April Crites started her career in the court reporting field in 1988 and has been with Mike Mobley Reporting since October 2017. She is based in Cincinnati.
From April’s perspective:
Where did you go to school? I went to Cuyahoga Community College (also known as Tri-C) for court reporting. I have taken classes beyond Tri-C, mostly at the University of Texas in Houston. It was there that I was pursuing a BSN degree but health issues stood in the way of my finishing my last year. I’m thrilled to say I’m a breast cancer survivor – seven years!
About being a court reporter:
I love what I do. It has been a very fulfilling career in all of the different arenas that make up machine stenography. It’s afforded me the opportunity to be an integral part of a courtroom or deposition room, and it’s afforded me the honor of providing closed captions (and CART) to millions who are deaf or hard of hearing, as well as providing many professors’ lectures for students who are pursuing their dreams. I simply love what I do.
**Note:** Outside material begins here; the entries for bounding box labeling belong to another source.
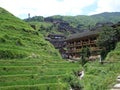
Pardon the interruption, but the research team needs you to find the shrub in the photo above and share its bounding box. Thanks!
[0,50,27,59]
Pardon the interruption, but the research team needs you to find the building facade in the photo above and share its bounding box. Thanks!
[66,31,101,58]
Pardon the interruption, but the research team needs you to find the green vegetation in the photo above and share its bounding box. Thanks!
[0,8,82,90]
[0,8,120,90]
[25,12,120,36]
[81,42,120,90]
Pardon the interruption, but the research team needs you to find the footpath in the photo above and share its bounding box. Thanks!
[111,75,120,90]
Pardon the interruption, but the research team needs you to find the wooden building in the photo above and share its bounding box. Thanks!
[66,30,101,58]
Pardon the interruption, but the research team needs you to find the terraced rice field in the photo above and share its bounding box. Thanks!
[0,59,81,90]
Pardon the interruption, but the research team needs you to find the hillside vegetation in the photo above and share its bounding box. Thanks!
[25,12,120,36]
[0,8,81,90]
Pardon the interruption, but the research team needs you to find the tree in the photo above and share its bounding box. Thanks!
[81,47,90,66]
[97,26,119,59]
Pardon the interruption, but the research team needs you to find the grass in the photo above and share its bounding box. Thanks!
[82,43,120,90]
[0,8,81,90]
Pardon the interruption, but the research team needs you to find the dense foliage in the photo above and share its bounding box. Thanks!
[0,8,81,90]
[25,12,120,36]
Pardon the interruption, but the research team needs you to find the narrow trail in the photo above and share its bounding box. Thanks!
[111,75,120,90]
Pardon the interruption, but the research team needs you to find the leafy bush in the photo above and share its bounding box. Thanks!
[0,50,27,59]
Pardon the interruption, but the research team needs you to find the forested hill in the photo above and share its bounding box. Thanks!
[25,12,120,35]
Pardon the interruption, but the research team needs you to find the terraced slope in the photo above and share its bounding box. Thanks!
[0,8,81,90]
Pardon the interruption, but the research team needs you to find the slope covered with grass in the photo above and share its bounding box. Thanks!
[82,42,120,90]
[0,8,81,90]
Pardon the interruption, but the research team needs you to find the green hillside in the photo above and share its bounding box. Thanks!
[0,8,81,90]
[25,12,120,36]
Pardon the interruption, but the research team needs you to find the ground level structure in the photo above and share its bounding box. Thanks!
[66,30,101,58]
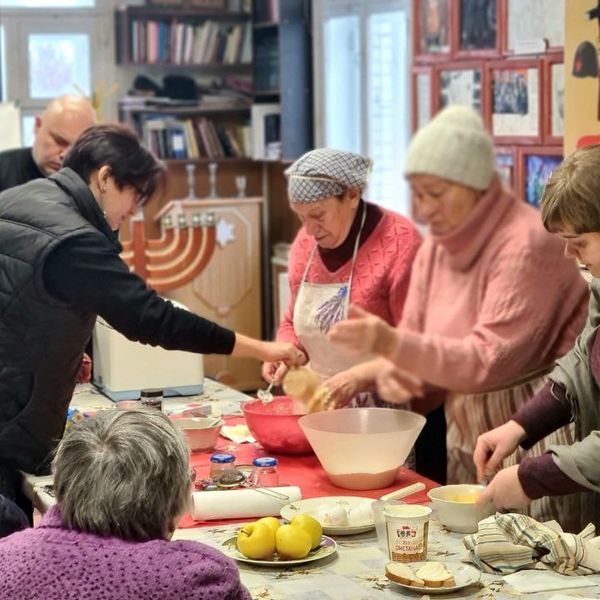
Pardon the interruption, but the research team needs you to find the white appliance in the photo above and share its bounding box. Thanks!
[92,310,204,401]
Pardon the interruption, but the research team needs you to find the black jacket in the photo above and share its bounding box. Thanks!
[0,169,101,473]
[0,169,235,473]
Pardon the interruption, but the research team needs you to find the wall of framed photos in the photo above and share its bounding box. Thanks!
[411,0,565,206]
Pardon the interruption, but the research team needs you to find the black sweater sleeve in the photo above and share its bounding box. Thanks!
[43,233,235,354]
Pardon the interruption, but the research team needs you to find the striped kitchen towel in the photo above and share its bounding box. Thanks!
[463,513,600,575]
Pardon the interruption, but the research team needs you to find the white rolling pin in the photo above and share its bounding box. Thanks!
[192,485,302,521]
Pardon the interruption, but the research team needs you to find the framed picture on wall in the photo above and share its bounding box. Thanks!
[413,0,452,61]
[486,59,543,144]
[452,0,504,57]
[494,146,517,190]
[503,0,564,54]
[544,52,565,144]
[434,61,486,113]
[411,65,433,131]
[517,146,563,208]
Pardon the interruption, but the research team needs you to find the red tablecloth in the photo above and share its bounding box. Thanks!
[179,417,438,527]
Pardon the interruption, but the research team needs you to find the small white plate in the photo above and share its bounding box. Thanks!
[221,535,337,567]
[279,496,375,535]
[388,561,481,594]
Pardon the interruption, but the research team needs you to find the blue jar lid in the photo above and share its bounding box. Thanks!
[210,452,235,463]
[252,456,279,467]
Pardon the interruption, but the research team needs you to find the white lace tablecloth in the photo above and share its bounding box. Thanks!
[173,513,600,600]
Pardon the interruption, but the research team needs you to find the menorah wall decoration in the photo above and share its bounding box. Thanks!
[121,206,216,293]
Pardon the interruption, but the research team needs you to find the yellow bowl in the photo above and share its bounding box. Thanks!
[427,483,495,533]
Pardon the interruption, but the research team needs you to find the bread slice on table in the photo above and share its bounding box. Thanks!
[415,561,456,587]
[385,562,425,587]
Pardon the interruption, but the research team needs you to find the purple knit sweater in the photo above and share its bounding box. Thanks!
[0,507,250,600]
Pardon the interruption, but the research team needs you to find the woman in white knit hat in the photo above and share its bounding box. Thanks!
[329,106,588,521]
[263,148,421,407]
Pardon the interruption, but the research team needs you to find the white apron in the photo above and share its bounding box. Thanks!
[293,206,370,380]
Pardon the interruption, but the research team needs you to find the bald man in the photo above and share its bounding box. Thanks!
[0,95,96,192]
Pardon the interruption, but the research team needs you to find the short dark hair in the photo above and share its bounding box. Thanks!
[540,144,600,234]
[63,124,164,200]
[53,407,191,541]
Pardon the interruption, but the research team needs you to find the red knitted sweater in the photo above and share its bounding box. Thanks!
[277,209,421,346]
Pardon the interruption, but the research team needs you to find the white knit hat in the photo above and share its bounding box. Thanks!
[285,148,372,202]
[404,105,496,190]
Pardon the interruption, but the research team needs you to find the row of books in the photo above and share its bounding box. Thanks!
[129,19,252,65]
[254,36,279,91]
[140,116,251,160]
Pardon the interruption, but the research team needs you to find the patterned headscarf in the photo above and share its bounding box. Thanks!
[285,148,372,202]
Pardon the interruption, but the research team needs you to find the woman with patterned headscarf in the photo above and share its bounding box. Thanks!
[263,148,421,406]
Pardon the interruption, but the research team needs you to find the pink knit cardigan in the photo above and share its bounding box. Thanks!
[277,209,421,347]
[395,180,589,392]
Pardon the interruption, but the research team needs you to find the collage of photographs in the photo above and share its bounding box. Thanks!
[412,0,564,206]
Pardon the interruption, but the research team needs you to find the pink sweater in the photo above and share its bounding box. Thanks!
[277,209,421,346]
[395,179,589,393]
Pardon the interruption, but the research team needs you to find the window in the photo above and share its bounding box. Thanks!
[27,33,92,99]
[0,0,118,146]
[314,0,410,214]
[0,25,7,102]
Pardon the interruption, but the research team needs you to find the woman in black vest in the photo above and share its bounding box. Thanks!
[0,125,304,520]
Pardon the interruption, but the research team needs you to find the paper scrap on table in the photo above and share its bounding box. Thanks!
[192,485,302,521]
[221,423,256,444]
[504,569,597,594]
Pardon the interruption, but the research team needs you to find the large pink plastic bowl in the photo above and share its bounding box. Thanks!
[242,396,312,454]
[298,408,425,490]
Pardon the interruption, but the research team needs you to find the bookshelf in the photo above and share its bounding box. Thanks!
[115,6,252,70]
[115,6,252,162]
[252,0,313,162]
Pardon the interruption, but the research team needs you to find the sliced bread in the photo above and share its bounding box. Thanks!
[415,561,456,587]
[385,562,425,587]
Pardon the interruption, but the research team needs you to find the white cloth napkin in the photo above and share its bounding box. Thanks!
[463,513,600,576]
[548,594,595,600]
[192,485,302,521]
[504,569,596,594]
[221,423,256,444]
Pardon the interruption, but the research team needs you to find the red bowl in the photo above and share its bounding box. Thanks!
[242,396,313,454]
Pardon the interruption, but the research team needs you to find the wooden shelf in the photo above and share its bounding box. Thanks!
[254,88,281,98]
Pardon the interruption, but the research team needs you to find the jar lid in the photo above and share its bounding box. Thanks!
[140,388,163,398]
[252,456,279,467]
[210,452,235,463]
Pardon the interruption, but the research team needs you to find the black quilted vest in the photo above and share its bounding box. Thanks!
[0,169,118,474]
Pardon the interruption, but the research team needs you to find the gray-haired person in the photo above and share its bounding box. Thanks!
[263,148,421,407]
[0,408,250,600]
During those 30 years, I have been a freelance and official court reporter, closed captioner, and a CART (Communication Access Realtime Translation) provider for classes and events like college classes (Algebra, Constitutional Law, Biology, etc.).
I began my career as a freelance court reporter, beginning right out of college.
I was involved in a medley of depositions: the typical and somewhat atypical. Civil/personal injury cases being common.
But the uncommon as a freelancer: chemical, mechanical engineering; accident reconstructionists; Cleveland Clinic’s Chief of Cardiology; neurologists, and many others.
But as an official reporter, I worked municipal court, common pleas court, and for federal court. At the USDC Sixth Circuit in Akron, Ohio, 1999, I was the court reporter for one of the U.S.’s largest antitrust cases (Sherman Act) – Re/Max International, Inc. vs. Realty One, Inc., (ND Ohio, 1996) before the late (and wonderful) Judge David Dowd. Each day I produced a transcript of that day’s trial events by the end of the day and for numerous parties involved. As of today, it is the most challenging and satisfying work I’ve been involved with as a court reporter.
The criminal side of court reporting – I was involved with numerous trials and hearings, ranging from small misdemeanors to several murder trials. A specific memory – traveling with a district attorney to a Florida Corrections Facility to take the deposition of an inmate who had been convicted of felonious assault. That was fun.
My closed captioning career began in 1999 with a company based in Pittsburgh. I worked in closed captioning for 26 years, often doing both captioning and court reporting during some periods. My most memorable moment from those 26 years is being asked to caption the Super Bowl in 2000. The company I was with had been awarded the contract to caption that year for NBC. It was an awesome experience. I did the first half of the game with a Pittsburgh Post-Gazette newspaper reporter and a photographer sitting in the control room with me. I’ve also captioned “Saturday Night Live,” World Series games, Summer and Winter Olympics, The Road to the Triple Crown (that’s challenging to write!), John Glenn’s return to space for NASA, Muhammad Ali’s funeral, being on air with a Washington, D.C., station when the World Trade Center and the Pentagon were attacked. Captioned live then-presidential candidate Al Gore speech, a few State of the Union addresses to Congress, and many others. The Weather Channel, CNN, MSNBC, NBC, CBS, ABC….sports and news of all varieties during my 26 years.
Where have you lived? I was born in Indianapolis and was raised in southern Ohio, near Ironton and Chesapeake, Ohio. My husband and I moved to the Cincinnati area in 2015 after eight years in Houston. We miss the warm weather, but we love being “home.”
What do you enjoy doing outside of your job? Outside of work, which I truly enjoy, my husband and I love nature walks, movies, and time spent with family and friends. We’re on-and-off empty-nesters, depending on the month and the child.